Speech recognition in Vista works well for me. Dictation accuracy is very high - especially since I flicked the switch to train it on my emails and documents - and the correction experience is smooth and efficient. But I hardly use it. I find it very difficult to dictate to my computer.
WTF? Typing is easier than speaking?
Yes. I can't speak the way I write. If I'm typing, I'll begin a sentence without knowing how it's going to end, future phrases will form as I finish typing previous ones. I'll pause, go back, select text, delete it, write again. It feels almost as if hitting the keys is a direct extension of the thought process.
If I'm dictating, there's no such flow. I'll begin a sentence (having got over the minor panic triggered by the Listening microphone UI over a blank document) and the phrase will appear - correctly - on my page, but saying it out loud has corrupted the thoughts that would have helped complete it. I have to step back and think hard about what should come next. Every phrase forces a little mental reboot.
I think what's going on - in addition to my inability to think in complete sentences - is that my thought processes while typing have habituated themselves to the gated speeds of my motor operations.

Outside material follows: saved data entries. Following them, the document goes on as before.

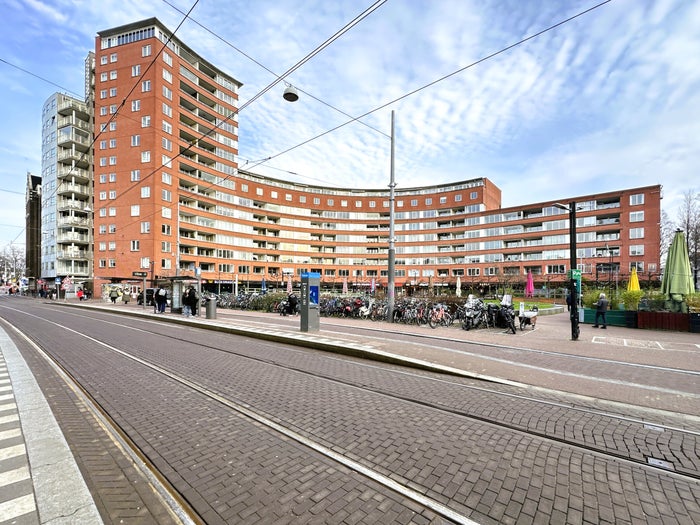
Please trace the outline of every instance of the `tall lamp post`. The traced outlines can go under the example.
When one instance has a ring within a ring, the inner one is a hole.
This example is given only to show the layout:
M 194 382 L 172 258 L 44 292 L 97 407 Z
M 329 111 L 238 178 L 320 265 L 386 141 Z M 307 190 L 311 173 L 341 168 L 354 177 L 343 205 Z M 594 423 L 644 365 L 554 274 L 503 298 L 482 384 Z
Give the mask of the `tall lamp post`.
M 554 203 L 554 206 L 569 212 L 569 294 L 571 295 L 571 340 L 577 341 L 580 333 L 578 326 L 578 290 L 576 289 L 576 202 L 571 201 L 568 206 Z

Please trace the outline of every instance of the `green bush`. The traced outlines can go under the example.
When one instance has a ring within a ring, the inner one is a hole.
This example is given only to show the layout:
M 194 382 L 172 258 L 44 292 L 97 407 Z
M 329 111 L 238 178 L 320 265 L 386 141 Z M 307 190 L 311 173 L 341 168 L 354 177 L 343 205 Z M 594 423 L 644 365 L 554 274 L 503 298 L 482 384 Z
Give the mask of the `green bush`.
M 625 290 L 622 292 L 622 303 L 625 305 L 625 310 L 637 310 L 639 308 L 639 301 L 641 300 L 644 292 L 641 290 Z

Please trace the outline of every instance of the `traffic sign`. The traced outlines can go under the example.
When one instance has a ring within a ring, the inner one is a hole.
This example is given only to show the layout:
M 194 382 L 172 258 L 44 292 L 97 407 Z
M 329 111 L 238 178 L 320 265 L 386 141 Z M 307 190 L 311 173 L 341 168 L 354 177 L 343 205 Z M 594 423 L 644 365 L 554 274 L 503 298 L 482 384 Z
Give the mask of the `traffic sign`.
M 569 279 L 578 279 L 579 281 L 581 280 L 581 270 L 578 268 L 569 270 Z
M 134 277 L 147 277 L 148 272 L 131 272 L 131 275 Z

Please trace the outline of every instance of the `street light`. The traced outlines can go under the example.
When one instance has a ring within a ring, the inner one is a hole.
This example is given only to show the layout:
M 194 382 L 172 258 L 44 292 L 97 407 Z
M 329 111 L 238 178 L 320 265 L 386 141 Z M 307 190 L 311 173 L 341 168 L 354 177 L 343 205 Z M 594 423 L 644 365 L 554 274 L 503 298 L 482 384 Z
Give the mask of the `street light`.
M 568 206 L 555 202 L 556 208 L 569 212 L 569 294 L 571 295 L 571 340 L 577 341 L 580 333 L 578 326 L 578 293 L 574 269 L 576 268 L 576 202 L 571 201 Z

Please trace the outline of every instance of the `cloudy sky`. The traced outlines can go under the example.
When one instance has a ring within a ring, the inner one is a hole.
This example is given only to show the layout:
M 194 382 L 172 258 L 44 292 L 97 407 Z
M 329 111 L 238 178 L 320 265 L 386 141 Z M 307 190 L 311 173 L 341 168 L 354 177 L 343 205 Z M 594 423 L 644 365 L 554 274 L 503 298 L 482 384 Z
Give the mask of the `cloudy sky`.
M 663 184 L 675 219 L 700 191 L 700 2 L 601 1 L 3 0 L 0 249 L 24 242 L 43 103 L 83 95 L 98 31 L 154 16 L 244 84 L 253 171 L 388 188 L 393 111 L 398 189 L 488 177 L 507 207 Z M 366 11 L 286 78 L 299 101 L 261 95 Z

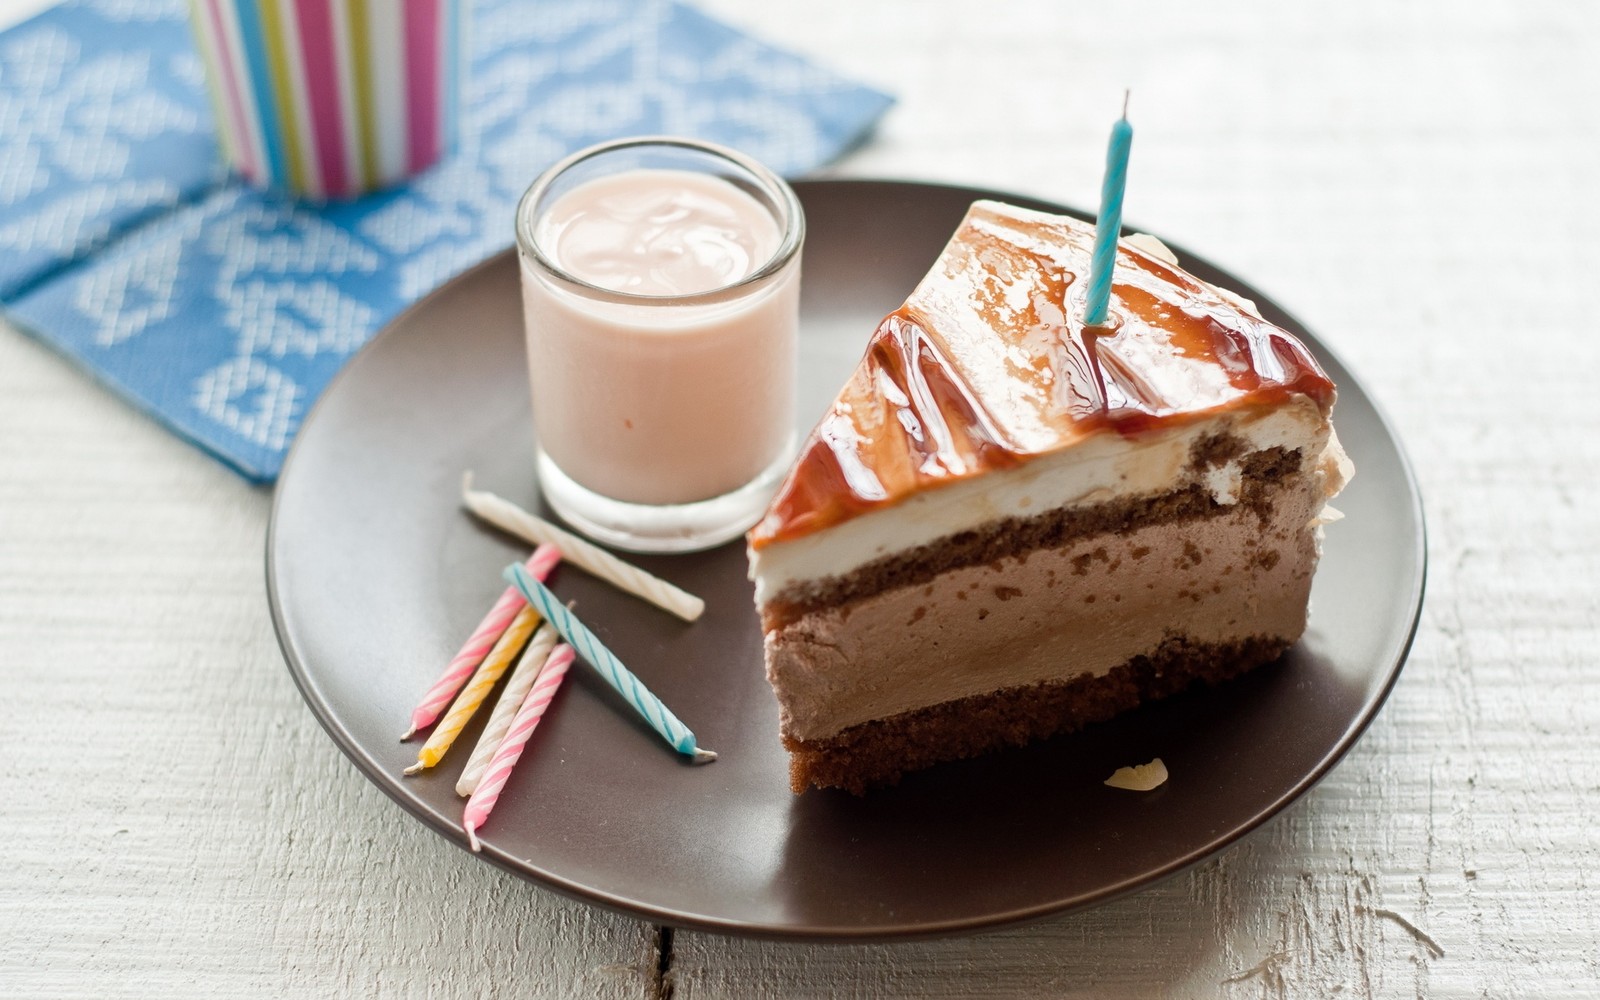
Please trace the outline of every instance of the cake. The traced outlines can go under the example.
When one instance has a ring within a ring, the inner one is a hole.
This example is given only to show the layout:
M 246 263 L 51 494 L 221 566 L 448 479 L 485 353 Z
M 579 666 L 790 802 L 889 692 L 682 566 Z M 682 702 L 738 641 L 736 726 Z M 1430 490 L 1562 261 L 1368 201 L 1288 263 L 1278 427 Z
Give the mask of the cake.
M 861 793 L 1278 659 L 1350 475 L 1334 386 L 1149 238 L 975 203 L 748 535 L 796 792 Z

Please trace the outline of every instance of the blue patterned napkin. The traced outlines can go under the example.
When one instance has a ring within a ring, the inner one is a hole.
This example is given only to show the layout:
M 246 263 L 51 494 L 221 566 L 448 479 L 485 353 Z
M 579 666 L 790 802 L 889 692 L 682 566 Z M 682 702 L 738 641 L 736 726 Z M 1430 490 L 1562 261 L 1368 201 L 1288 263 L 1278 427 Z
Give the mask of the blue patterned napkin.
M 788 174 L 884 94 L 668 0 L 474 0 L 461 150 L 327 208 L 230 180 L 182 0 L 69 0 L 0 34 L 7 316 L 244 475 L 390 317 L 511 243 L 562 155 L 669 132 Z

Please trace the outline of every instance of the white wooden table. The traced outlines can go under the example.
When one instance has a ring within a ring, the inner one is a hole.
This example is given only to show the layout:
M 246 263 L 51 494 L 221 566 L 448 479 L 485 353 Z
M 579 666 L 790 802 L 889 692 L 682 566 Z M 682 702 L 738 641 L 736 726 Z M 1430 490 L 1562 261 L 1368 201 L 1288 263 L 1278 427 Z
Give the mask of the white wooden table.
M 841 174 L 1092 206 L 1133 88 L 1129 221 L 1306 319 L 1416 463 L 1428 599 L 1371 731 L 1089 912 L 663 934 L 406 819 L 284 669 L 269 494 L 0 328 L 0 995 L 1600 996 L 1600 6 L 706 6 L 899 95 Z

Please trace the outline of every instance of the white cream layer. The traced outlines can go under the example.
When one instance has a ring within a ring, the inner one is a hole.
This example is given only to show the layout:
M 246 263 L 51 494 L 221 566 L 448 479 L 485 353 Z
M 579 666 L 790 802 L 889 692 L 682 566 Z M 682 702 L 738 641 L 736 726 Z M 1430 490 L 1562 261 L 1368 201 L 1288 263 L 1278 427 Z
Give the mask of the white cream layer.
M 1002 518 L 1159 496 L 1184 480 L 1195 442 L 1224 431 L 1243 439 L 1246 452 L 1283 447 L 1317 456 L 1330 472 L 1339 470 L 1327 477 L 1330 497 L 1344 485 L 1341 473 L 1348 462 L 1341 464 L 1343 452 L 1330 425 L 1306 397 L 1261 415 L 1227 413 L 1146 437 L 1126 438 L 1108 430 L 1058 454 L 927 490 L 824 531 L 752 550 L 750 577 L 756 582 L 756 602 L 763 604 L 796 584 L 840 577 L 893 553 Z M 1339 451 L 1332 461 L 1323 460 L 1325 447 Z M 1206 483 L 1218 503 L 1238 502 L 1236 466 L 1212 470 Z

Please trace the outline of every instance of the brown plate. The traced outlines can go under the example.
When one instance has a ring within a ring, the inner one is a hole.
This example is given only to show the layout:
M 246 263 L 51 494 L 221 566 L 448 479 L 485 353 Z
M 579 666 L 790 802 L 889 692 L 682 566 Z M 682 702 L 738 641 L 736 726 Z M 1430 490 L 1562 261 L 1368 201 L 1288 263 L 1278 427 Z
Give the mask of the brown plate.
M 938 255 L 967 205 L 1000 197 L 880 181 L 796 185 L 809 235 L 802 422 Z M 1078 213 L 1073 213 L 1078 214 Z M 1330 527 L 1305 639 L 1280 664 L 1026 750 L 947 764 L 858 799 L 791 795 L 741 544 L 637 561 L 707 601 L 685 625 L 581 570 L 557 571 L 602 640 L 721 759 L 687 766 L 577 668 L 485 830 L 483 857 L 626 913 L 728 933 L 884 939 L 950 934 L 1104 902 L 1194 864 L 1310 788 L 1400 671 L 1422 601 L 1422 507 L 1393 432 L 1304 326 L 1250 296 L 1339 385 L 1359 470 Z M 396 319 L 306 420 L 267 542 L 273 620 L 306 701 L 356 765 L 465 846 L 453 790 L 476 738 L 403 778 L 411 708 L 524 548 L 473 522 L 461 473 L 534 510 L 517 262 L 505 253 Z M 1149 794 L 1104 781 L 1161 757 Z M 402 822 L 396 813 L 395 821 Z

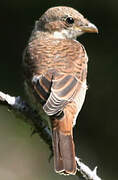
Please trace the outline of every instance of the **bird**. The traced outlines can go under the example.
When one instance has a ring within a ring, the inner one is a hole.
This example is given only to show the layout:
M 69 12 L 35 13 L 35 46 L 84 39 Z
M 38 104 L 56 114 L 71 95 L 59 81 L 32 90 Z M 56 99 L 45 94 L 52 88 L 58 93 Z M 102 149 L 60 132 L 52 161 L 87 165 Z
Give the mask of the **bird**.
M 75 175 L 73 127 L 87 91 L 88 56 L 77 37 L 97 27 L 72 7 L 49 8 L 35 22 L 23 55 L 29 101 L 48 117 L 54 169 Z

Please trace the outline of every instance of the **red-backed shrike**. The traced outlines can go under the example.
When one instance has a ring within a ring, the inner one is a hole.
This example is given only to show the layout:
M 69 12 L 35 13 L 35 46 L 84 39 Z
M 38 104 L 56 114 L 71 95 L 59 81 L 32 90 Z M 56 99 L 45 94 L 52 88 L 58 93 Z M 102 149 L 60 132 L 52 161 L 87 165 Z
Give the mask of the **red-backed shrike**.
M 48 9 L 35 23 L 24 52 L 25 85 L 31 103 L 52 126 L 55 171 L 75 174 L 73 126 L 87 90 L 88 57 L 76 38 L 98 32 L 70 7 Z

The extra time is valuable and they use it to do the work of sounding out the current phrase in context, thinking up the next phrase, and so on. So typing actually greases the wheels of forming the right words and sentences. That's missing when I dictate, and I find it quite paralyzing.
Surely many keyboard users, even very slow typists, will be reluctant to move to speech recognition systems - even high accuracy systems - because of the advantages of the thinking on-the-side that we seem to do while hitting keys. The standard words-per-minute (wpm) metric for text input is usually measured over copying pre-existing texts. The text creation part is assumed to be equal to each. But my wpm drops dramatically when I dictate, because the creation processes that work with typing are unavailable to me. But what does the wpm look like when you do have them available?
Many users of speech recognition (and of transcription-taking secretaries) have obviously overcome this. Most visibly, Richard Powers, a novelist who wrote the 2006 National Book Award winner using speech recognition on his TabletPC, trained himself after years of typing:
I needed weeks to get over the oddness of auditioning myself in an empty room, to trust to the flow of speech, to learn to hear myself think all over again.
He broke through - and argues now that typing is the obstacle to the thought process:
What could be less conducive to thought’s cadences than stopping every time your short-term memory fills to pass those large-scale musical phrases through your fingers, one tedious letter at a time? You’d be hard-pressed to invent a greater barrier to cognitive flow.
Is the grass really greener over there? I'd love to know. If anyone has done it, please send a comment. I'm also going to try it out for myself. Over the next few weeks, I'll be training myself to think aloud.